Join¶
All join procedures require that the non-join columns across df1 and df2 have unique names.
(dataframe-inner-join df1 df2 join-names)¶
returns: a dataframe containing only rows that match in both df1 and df2, joined on the list of column names join-names.
(dataframe-left-join df1 df2 join-names [fill-value])¶
returns: a dataframe with all rows from df1, augmented with matching columns from df2. Rows in df1 with no match in df2 are filled with fill-value (default 'na).

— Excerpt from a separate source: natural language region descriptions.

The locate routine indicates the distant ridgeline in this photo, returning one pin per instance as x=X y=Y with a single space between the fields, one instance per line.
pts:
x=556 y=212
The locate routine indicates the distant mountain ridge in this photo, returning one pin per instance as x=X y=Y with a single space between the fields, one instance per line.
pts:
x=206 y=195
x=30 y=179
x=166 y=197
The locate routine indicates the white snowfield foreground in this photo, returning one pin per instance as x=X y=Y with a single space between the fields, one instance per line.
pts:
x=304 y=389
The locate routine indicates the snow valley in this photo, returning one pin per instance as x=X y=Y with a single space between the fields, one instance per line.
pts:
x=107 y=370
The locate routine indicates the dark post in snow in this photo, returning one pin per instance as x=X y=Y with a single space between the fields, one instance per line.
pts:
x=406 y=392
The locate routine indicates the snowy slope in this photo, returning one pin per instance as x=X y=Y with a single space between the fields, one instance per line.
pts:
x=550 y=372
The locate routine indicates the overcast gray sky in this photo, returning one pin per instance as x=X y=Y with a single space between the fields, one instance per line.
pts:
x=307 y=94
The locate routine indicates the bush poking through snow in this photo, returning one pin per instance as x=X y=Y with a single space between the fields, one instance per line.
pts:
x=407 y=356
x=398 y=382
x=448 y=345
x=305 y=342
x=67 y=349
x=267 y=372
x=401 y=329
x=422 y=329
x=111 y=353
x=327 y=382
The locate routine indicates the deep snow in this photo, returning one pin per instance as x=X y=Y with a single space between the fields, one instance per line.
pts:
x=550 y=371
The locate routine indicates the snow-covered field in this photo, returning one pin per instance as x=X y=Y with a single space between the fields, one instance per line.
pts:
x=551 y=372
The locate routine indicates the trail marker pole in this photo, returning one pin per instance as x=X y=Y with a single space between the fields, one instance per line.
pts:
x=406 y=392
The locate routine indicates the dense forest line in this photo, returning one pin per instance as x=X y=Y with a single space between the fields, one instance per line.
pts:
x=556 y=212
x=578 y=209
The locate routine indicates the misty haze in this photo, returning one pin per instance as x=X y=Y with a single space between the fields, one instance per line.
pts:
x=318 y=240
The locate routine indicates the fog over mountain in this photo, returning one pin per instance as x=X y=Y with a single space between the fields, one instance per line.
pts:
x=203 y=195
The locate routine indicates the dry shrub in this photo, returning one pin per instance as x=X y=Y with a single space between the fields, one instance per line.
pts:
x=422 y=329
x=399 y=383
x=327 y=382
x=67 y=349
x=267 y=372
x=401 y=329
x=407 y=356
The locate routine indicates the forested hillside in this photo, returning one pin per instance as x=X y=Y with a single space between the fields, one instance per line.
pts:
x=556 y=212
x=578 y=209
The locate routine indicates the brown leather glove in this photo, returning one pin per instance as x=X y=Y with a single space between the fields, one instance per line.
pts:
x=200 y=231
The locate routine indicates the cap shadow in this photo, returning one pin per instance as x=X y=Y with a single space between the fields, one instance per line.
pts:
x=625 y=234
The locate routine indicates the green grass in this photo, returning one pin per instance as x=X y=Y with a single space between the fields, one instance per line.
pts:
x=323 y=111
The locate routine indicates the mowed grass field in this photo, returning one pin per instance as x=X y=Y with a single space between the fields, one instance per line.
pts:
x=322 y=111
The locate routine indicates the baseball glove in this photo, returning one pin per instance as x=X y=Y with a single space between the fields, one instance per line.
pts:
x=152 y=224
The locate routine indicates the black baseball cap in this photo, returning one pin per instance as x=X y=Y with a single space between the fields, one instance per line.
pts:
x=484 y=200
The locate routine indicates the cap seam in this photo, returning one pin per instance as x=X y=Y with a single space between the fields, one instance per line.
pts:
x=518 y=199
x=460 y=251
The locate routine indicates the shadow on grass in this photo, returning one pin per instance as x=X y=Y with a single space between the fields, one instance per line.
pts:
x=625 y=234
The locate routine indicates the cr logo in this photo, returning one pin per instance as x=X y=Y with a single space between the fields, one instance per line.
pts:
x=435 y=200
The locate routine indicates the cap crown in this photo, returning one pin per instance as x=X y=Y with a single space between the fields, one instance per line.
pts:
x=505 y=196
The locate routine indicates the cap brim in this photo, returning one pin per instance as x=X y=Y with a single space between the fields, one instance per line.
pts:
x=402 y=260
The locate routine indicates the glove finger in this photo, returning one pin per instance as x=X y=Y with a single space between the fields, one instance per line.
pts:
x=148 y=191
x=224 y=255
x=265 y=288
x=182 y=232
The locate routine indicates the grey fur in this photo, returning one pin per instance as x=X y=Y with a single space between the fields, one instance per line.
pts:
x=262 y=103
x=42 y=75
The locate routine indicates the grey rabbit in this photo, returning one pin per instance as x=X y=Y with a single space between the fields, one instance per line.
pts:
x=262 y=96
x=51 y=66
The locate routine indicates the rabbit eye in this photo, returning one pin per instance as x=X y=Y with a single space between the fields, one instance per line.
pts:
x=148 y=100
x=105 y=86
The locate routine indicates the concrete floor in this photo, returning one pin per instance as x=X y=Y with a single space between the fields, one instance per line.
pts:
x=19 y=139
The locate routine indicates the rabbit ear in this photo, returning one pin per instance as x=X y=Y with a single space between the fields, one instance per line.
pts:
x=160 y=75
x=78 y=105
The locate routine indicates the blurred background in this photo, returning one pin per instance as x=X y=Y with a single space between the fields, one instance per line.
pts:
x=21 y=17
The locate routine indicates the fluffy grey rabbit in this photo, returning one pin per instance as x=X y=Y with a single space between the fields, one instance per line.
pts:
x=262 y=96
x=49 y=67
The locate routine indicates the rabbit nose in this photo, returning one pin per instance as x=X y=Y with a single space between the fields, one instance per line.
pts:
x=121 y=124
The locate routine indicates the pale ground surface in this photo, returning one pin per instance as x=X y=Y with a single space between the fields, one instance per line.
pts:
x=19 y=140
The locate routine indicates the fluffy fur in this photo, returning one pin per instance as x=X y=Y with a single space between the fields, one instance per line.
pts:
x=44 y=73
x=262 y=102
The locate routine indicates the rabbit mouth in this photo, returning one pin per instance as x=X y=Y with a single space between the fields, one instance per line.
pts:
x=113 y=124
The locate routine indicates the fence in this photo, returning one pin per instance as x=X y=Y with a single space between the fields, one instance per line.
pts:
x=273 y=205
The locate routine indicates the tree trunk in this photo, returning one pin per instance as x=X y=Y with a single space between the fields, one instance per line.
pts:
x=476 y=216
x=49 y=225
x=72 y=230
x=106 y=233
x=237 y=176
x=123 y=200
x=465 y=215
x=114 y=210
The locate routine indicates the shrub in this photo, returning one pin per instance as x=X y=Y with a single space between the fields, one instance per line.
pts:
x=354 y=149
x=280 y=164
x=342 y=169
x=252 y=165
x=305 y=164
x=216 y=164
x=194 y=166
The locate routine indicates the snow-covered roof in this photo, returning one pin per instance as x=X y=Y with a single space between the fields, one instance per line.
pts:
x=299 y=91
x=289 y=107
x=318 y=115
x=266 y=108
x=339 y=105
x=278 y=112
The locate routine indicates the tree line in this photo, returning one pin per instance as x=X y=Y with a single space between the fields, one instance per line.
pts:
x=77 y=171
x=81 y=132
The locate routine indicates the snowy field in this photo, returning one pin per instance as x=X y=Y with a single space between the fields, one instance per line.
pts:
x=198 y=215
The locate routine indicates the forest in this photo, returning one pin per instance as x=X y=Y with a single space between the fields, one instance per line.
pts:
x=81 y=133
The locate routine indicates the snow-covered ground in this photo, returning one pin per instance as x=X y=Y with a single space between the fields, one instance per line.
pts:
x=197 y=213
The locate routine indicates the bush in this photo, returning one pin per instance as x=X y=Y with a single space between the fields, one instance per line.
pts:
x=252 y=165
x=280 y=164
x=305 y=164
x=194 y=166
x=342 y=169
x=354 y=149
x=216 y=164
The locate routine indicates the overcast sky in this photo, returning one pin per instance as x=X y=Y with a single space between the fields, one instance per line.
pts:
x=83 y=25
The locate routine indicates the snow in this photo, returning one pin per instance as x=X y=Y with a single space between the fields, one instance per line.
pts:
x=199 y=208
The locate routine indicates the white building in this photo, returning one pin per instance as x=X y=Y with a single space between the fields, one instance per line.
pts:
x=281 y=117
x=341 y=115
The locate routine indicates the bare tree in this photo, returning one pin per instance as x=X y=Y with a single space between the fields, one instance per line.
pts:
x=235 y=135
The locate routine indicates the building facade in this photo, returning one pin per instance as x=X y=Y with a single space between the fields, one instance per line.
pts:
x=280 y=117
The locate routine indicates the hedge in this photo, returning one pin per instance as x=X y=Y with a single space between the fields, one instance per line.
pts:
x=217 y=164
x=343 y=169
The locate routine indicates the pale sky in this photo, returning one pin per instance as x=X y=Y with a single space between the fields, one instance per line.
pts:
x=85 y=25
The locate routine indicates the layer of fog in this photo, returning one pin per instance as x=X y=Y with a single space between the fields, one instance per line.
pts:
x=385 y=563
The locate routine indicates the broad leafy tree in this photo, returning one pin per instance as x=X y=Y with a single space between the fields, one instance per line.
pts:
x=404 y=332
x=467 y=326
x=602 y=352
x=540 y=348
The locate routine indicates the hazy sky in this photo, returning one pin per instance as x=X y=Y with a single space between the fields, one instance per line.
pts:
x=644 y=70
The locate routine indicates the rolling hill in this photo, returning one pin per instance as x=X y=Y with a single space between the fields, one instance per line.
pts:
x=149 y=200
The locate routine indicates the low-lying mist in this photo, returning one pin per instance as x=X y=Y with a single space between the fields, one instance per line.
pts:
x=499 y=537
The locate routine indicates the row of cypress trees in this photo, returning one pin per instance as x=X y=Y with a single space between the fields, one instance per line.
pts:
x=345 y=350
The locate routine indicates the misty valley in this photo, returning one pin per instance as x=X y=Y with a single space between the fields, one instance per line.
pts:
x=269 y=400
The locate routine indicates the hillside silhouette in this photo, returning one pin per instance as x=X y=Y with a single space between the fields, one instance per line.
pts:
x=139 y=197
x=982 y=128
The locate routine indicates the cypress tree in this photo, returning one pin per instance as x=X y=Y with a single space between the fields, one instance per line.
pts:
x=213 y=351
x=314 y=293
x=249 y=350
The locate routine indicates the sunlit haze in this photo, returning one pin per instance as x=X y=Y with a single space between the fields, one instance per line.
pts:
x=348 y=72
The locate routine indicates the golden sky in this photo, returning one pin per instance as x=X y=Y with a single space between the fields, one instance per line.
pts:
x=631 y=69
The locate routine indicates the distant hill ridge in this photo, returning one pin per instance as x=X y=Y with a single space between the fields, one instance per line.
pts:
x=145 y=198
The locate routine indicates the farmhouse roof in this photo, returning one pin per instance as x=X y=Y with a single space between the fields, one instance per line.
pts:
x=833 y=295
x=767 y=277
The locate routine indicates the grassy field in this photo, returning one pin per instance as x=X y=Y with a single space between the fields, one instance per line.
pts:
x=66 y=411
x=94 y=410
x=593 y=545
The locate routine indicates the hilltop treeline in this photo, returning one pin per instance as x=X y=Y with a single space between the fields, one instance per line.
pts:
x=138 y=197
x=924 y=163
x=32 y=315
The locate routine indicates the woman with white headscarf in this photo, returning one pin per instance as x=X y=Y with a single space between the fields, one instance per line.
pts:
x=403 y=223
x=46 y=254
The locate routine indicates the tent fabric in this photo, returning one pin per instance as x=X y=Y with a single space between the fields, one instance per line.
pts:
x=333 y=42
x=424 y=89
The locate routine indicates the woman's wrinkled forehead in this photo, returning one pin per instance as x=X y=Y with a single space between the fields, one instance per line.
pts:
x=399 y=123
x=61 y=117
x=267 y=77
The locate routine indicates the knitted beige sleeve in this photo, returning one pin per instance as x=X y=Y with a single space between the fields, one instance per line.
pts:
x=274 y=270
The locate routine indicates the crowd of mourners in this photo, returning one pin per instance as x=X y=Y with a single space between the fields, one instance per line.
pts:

(dataframe-left-join-all dfs join-names [fill-value])¶
returns: a dataframe produced by recursively left-joining each dataframe in the list dfs onto the previous one. fill-value defaults to 'na.
> (define df1
(make-df*
(site "b" "a" "c")
(habitat "grassland" "meadow" "woodland")))
> (define df2
(make-df*
(site "c" "b" "c" "b" "d")
(day 1 1 2 2 1)
(catch 10 12 20 24 100)))
> (dataframe-display (dataframe-left-join df1 df2 '(site)))
dim: 5 rows x 4 cols
site habitat day catch
<str> <str> <num> <num>
b grassland 1 12
b grassland 2 24
a meadow na na
c woodland 1 10
c woodland 2 20
> (dataframe-display (dataframe-inner-join df1 df2 '(site)))
dim: 4 rows x 4 cols
site habitat day catch
<str> <str> <num> <num>
b grassland 1. 12.
b grassland 2. 24.
c woodland 1. 10.
c woodland 2. 20.
> (define df3
(make-df*
(first "sam" "bob" "bob" "dan")
(last "son" "ert" "ert" "man")
(age 10 20 20 40)))
> (define df4
(make-df*
(first "sam" "bob" "bob" "dan")
(last "son" "ert" "ert" "man")
(game 1 1 2 1)
(goals 0 1 3 2)))
> (dataframe-display (dataframe-left-join df4 df3 '(first last)))
dim: 4 rows x 5 cols
first last game goals age
<str> <str> <num> <num> <num>
sam son 1. 0. 10.
bob ert 1. 1. 20.
bob ert 2. 3. 20.
dan man 1. 2. 40.